WHAT might have made the seemingly esoteric Ehn an unlikely candidate for dean at other institutions is exactly what made him right for CalArts. "His unconventionality and eccentricity are precisely what is attractive about Erik in the role of dean," says Travis Preston, artistic director of the Center for New Theater at CalArts as well as director of performance programs and head of directing at CalArts. "We recognize our mission as being dedicated to the imagination of the individual artist in its most anarchic manifestations.

"Erik Ehn is a dedicated experimentalist infused with social concerns of great urgency," continues Preston, who was instrumental in bringing Ehn to CalArts, first as a teacher and later as dean. "Throughout his career he has been steadfastly dedicated to pushing the boundaries of theater form and equally determined to bring a social conscience to theater discourse."

A prime example of Ehn's work in global arts activism is his involvement with the fallout from the 1994 Rwandan genocide. Ehn hopes to develop an artists' exchange between CalArts and Rwanda, and this month CalArts will host "Arts in One World: Considering Genocide," a practicum and symposium primarily for CalArts students, with a public panel discussion Jan. 28 at the school's REDCAT facility.
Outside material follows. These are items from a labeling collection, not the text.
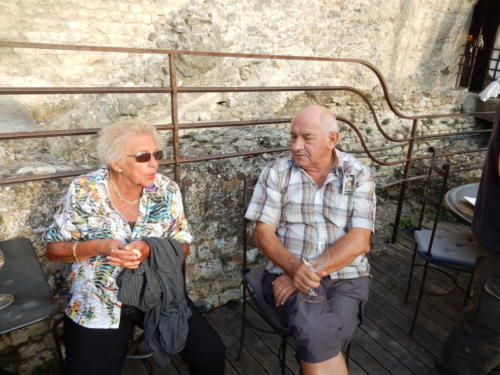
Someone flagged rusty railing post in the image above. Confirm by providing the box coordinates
[391,119,418,243]
[168,53,181,186]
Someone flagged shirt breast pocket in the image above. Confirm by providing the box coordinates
[323,194,353,232]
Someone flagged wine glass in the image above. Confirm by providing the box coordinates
[300,249,330,303]
[0,250,14,310]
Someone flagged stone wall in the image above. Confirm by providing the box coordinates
[0,0,488,373]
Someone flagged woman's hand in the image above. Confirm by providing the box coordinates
[108,241,150,269]
[273,273,297,306]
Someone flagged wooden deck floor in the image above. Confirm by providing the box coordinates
[125,234,467,375]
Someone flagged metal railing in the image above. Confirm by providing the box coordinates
[0,41,491,241]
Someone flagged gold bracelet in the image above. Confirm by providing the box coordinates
[71,241,79,263]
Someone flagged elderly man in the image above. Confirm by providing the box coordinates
[246,106,376,375]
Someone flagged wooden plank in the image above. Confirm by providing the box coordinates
[239,305,300,374]
[372,257,460,327]
[361,317,429,374]
[350,335,390,375]
[368,280,441,355]
[216,305,293,374]
[207,307,268,375]
[372,263,454,341]
[363,303,435,367]
[354,325,413,375]
[390,242,470,312]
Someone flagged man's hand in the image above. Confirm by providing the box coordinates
[273,273,297,306]
[292,262,326,292]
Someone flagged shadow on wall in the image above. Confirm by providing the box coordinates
[388,0,474,98]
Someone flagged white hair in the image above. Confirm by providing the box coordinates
[97,120,162,165]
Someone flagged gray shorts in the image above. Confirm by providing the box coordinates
[262,271,369,363]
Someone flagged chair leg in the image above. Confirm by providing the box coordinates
[50,318,64,374]
[279,336,287,375]
[410,262,429,334]
[238,280,247,360]
[405,244,417,304]
[344,341,352,370]
[142,357,154,375]
[464,273,474,305]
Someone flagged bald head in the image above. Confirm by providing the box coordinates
[292,105,339,134]
[290,105,339,173]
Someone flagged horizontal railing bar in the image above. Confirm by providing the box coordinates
[181,147,290,164]
[0,41,493,124]
[0,41,382,63]
[0,147,289,186]
[377,165,482,189]
[0,118,291,140]
[0,87,172,95]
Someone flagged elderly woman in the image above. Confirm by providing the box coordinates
[44,120,224,375]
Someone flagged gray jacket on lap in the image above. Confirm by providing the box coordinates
[118,237,191,366]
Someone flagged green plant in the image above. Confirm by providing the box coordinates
[219,254,233,266]
[399,217,418,229]
[54,151,69,160]
[0,346,22,370]
[439,66,450,76]
[31,358,60,375]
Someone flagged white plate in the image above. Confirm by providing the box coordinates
[464,197,476,206]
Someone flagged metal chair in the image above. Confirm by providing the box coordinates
[404,147,480,333]
[238,178,290,374]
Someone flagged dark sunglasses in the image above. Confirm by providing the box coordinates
[127,151,163,163]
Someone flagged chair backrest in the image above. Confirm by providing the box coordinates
[241,176,257,274]
[418,147,450,255]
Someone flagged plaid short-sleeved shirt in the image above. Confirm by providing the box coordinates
[245,150,376,279]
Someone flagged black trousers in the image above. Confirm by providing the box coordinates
[432,247,500,375]
[64,306,225,375]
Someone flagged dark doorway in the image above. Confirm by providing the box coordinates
[459,0,500,92]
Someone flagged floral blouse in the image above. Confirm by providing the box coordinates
[43,168,192,328]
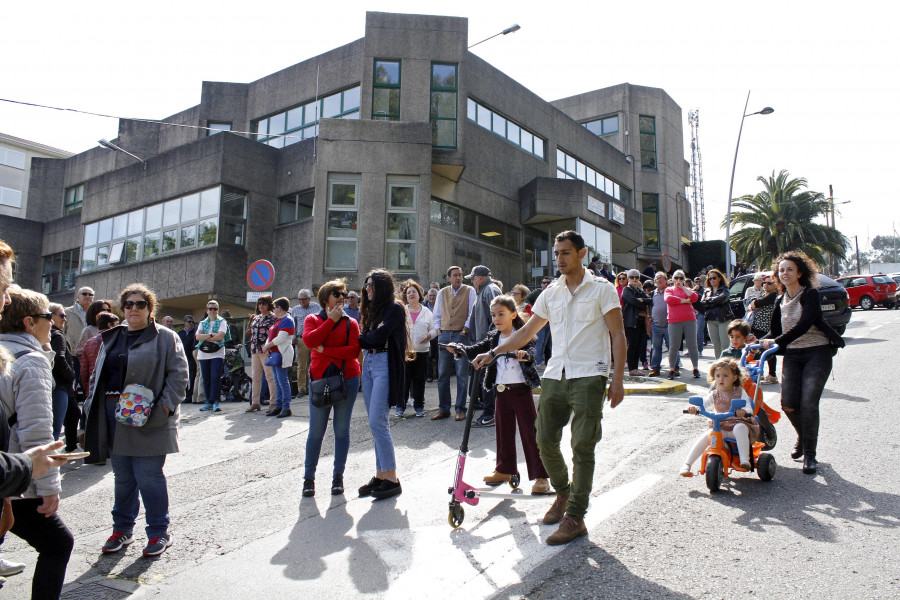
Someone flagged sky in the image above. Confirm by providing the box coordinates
[0,0,900,250]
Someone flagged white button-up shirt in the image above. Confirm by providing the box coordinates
[532,270,621,380]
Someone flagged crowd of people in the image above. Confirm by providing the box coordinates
[0,231,843,598]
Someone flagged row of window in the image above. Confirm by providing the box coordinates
[556,148,631,204]
[41,248,81,294]
[253,85,359,148]
[0,146,25,169]
[466,98,547,159]
[81,186,247,272]
[431,198,519,252]
[0,187,22,208]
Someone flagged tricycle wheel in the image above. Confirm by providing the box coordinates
[756,453,775,481]
[706,454,725,492]
[447,504,466,529]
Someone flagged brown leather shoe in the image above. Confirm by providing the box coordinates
[544,494,569,525]
[547,515,587,546]
[531,477,550,496]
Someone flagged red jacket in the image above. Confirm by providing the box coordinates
[303,311,361,379]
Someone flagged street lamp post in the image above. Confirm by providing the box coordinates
[725,90,775,277]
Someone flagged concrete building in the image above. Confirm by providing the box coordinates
[0,133,72,290]
[0,13,691,338]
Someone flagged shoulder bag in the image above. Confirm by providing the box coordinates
[307,317,350,408]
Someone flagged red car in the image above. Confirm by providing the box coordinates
[836,275,897,310]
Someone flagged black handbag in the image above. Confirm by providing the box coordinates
[308,317,350,408]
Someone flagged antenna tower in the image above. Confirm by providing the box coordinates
[688,108,706,241]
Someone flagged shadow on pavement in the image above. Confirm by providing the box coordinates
[271,496,412,594]
[704,462,900,543]
[491,538,693,600]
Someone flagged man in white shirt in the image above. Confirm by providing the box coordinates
[474,231,626,546]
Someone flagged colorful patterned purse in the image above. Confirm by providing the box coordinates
[116,383,153,427]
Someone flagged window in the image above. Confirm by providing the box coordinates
[556,148,631,206]
[0,147,25,169]
[582,115,619,135]
[64,184,84,215]
[253,85,359,148]
[74,186,247,272]
[431,63,458,148]
[0,187,22,208]
[466,98,547,158]
[372,58,400,121]
[206,121,231,135]
[384,177,419,272]
[641,194,659,250]
[638,115,656,170]
[278,190,315,225]
[41,248,81,294]
[430,198,519,252]
[325,175,360,271]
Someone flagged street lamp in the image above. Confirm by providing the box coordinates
[97,139,147,171]
[468,25,522,50]
[725,90,775,277]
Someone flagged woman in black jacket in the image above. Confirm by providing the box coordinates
[762,251,844,475]
[50,302,81,452]
[359,269,409,500]
[622,269,653,377]
[700,269,734,360]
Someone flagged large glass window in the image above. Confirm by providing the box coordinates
[64,184,84,215]
[372,58,400,121]
[582,115,619,135]
[278,190,315,225]
[638,115,656,170]
[325,175,360,271]
[556,148,631,205]
[76,186,247,272]
[641,194,659,250]
[41,248,81,294]
[384,177,419,273]
[431,63,459,148]
[430,198,519,252]
[253,85,359,148]
[466,98,547,158]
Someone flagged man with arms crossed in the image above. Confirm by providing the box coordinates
[473,231,625,546]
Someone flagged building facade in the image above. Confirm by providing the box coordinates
[0,13,691,328]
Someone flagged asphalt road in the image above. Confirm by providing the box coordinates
[0,309,900,600]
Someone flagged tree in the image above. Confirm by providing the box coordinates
[722,170,850,268]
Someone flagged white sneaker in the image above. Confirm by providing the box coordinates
[0,558,27,577]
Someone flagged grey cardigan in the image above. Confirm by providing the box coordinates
[84,321,188,463]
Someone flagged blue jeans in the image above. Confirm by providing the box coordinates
[197,358,225,406]
[362,352,396,471]
[303,377,360,479]
[269,366,291,410]
[110,454,171,538]
[534,323,550,367]
[438,331,469,414]
[53,387,69,441]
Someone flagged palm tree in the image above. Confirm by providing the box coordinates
[722,170,850,268]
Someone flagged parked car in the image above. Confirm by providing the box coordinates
[837,275,897,310]
[729,271,852,335]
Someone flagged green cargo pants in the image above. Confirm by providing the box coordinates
[537,374,607,518]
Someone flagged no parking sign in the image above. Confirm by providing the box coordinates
[247,260,275,292]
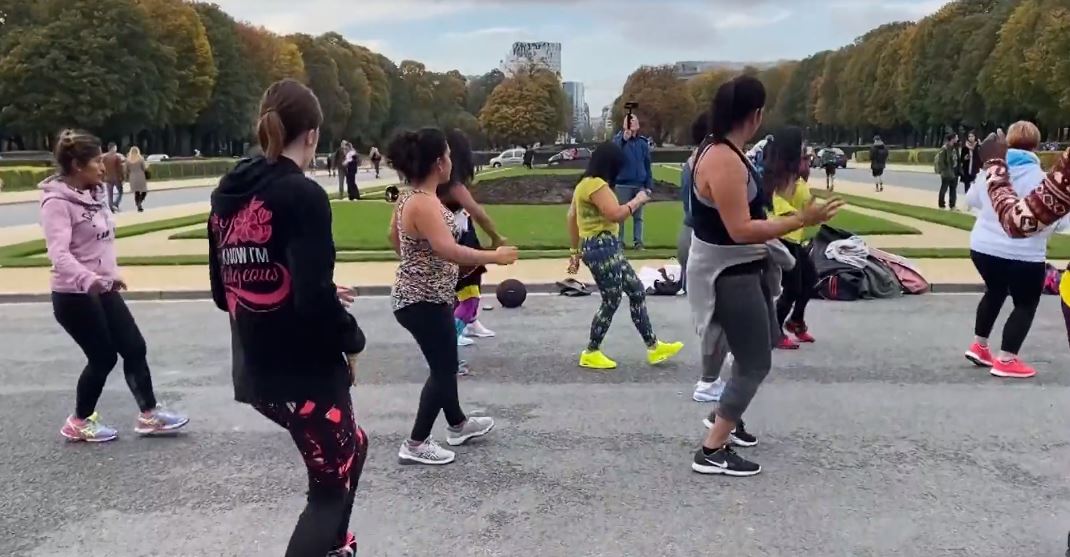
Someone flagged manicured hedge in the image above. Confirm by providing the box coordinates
[0,167,54,191]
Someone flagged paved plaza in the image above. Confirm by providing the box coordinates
[0,295,1070,557]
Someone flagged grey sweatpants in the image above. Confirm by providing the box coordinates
[703,273,776,422]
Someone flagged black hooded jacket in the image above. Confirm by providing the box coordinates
[208,153,365,403]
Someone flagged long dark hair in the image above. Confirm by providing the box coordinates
[709,76,765,142]
[581,141,624,188]
[446,128,475,186]
[386,127,446,184]
[762,126,803,202]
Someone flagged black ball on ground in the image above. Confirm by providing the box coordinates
[496,279,528,308]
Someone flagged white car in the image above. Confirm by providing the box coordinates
[490,149,525,168]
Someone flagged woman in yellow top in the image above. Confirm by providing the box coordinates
[765,127,817,350]
[568,143,684,370]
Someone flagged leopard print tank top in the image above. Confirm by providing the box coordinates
[391,190,457,311]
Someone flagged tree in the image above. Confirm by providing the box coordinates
[196,3,262,154]
[623,65,696,145]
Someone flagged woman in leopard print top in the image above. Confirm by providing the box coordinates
[386,128,517,465]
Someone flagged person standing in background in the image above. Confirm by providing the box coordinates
[104,143,124,213]
[333,139,349,199]
[959,131,981,194]
[124,145,149,213]
[613,114,654,249]
[870,136,888,191]
[934,134,959,211]
[369,146,383,180]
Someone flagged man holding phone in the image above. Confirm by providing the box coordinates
[613,109,654,249]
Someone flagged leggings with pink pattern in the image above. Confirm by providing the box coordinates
[253,390,368,557]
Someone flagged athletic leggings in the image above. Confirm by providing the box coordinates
[253,390,368,557]
[583,232,658,351]
[52,292,156,419]
[969,251,1045,354]
[714,270,775,423]
[777,239,817,328]
[394,301,468,442]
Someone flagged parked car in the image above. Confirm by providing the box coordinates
[547,148,591,167]
[810,146,847,168]
[490,148,525,168]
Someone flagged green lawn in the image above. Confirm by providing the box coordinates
[171,202,919,251]
[814,190,1070,260]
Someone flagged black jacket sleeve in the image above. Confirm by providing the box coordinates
[286,184,365,354]
[208,217,230,312]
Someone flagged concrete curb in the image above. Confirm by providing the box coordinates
[0,282,984,304]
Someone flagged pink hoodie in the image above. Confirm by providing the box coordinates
[39,175,119,293]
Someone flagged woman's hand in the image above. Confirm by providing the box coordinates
[978,130,1007,164]
[568,253,580,275]
[494,246,520,265]
[798,198,844,227]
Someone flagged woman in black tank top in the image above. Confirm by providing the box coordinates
[688,76,842,476]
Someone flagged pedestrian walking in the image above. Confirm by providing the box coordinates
[209,79,368,557]
[933,134,959,211]
[124,145,149,213]
[41,129,189,443]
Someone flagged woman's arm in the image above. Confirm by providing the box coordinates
[591,185,645,222]
[449,185,505,248]
[406,196,498,266]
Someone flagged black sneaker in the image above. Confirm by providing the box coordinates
[691,445,762,478]
[702,412,758,448]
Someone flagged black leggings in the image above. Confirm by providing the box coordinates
[969,251,1044,354]
[777,239,817,327]
[394,301,468,442]
[253,390,368,557]
[52,292,156,419]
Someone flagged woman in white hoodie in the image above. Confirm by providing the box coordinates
[966,122,1068,378]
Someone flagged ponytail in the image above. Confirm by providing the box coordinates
[257,110,286,163]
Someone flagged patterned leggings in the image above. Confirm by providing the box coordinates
[253,391,368,557]
[583,233,658,351]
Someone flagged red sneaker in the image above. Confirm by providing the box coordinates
[784,321,817,343]
[777,335,799,350]
[990,358,1037,380]
[966,342,992,368]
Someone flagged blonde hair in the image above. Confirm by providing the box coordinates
[1007,120,1040,151]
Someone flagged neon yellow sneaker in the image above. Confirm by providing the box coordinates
[646,340,684,366]
[580,350,616,370]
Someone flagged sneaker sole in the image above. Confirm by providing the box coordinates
[989,368,1037,380]
[134,418,189,436]
[691,462,762,478]
[966,351,992,368]
[446,422,494,447]
[398,452,457,466]
[702,418,758,449]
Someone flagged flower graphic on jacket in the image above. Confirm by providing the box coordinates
[219,198,272,246]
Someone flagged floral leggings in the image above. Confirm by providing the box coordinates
[583,232,658,352]
[253,391,368,557]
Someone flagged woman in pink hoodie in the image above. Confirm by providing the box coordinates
[41,129,189,443]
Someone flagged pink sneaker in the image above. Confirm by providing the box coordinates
[966,342,992,368]
[990,358,1037,380]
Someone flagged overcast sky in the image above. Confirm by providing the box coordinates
[208,0,946,115]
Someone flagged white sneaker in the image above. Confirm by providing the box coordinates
[446,416,494,447]
[691,377,724,402]
[398,437,457,466]
[464,320,496,339]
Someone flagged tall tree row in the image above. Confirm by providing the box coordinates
[0,0,565,156]
[625,0,1070,145]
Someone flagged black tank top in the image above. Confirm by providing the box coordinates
[690,137,766,246]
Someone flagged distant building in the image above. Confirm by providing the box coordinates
[503,42,561,76]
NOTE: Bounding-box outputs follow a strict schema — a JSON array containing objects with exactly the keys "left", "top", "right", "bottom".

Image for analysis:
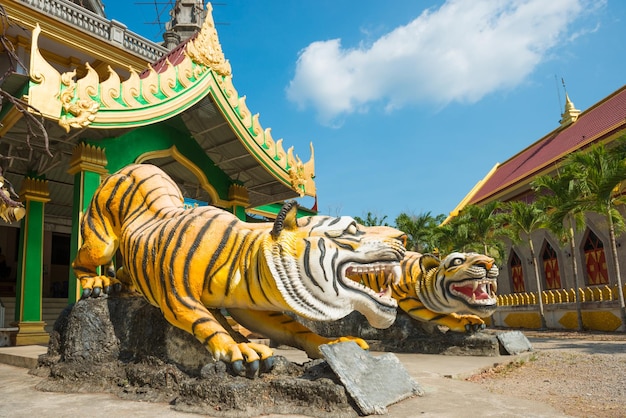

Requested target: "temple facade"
[
  {"left": 0, "top": 0, "right": 316, "bottom": 344},
  {"left": 450, "top": 86, "right": 626, "bottom": 331}
]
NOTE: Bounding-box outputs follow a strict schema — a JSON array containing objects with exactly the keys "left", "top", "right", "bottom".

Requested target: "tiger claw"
[
  {"left": 246, "top": 360, "right": 259, "bottom": 379},
  {"left": 261, "top": 357, "right": 274, "bottom": 373},
  {"left": 231, "top": 360, "right": 243, "bottom": 375}
]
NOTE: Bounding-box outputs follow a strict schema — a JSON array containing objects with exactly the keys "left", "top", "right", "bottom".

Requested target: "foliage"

"I've been interested in the connection between art and justice for a long time, and with that concern, one couldn't help but respond to Rwanda," Ehn says. "I began writing about it dramatically a few years back, and to research that piece I went to Brussels first, because these two nuns were on trial there for genocide, and I followed that up with a trip to Rwanda." Out of that came his play "Maria Kizito," which he envisions as the first of a trilogy and which premiered at Atlanta's 7 Stages in the 2004-05 season.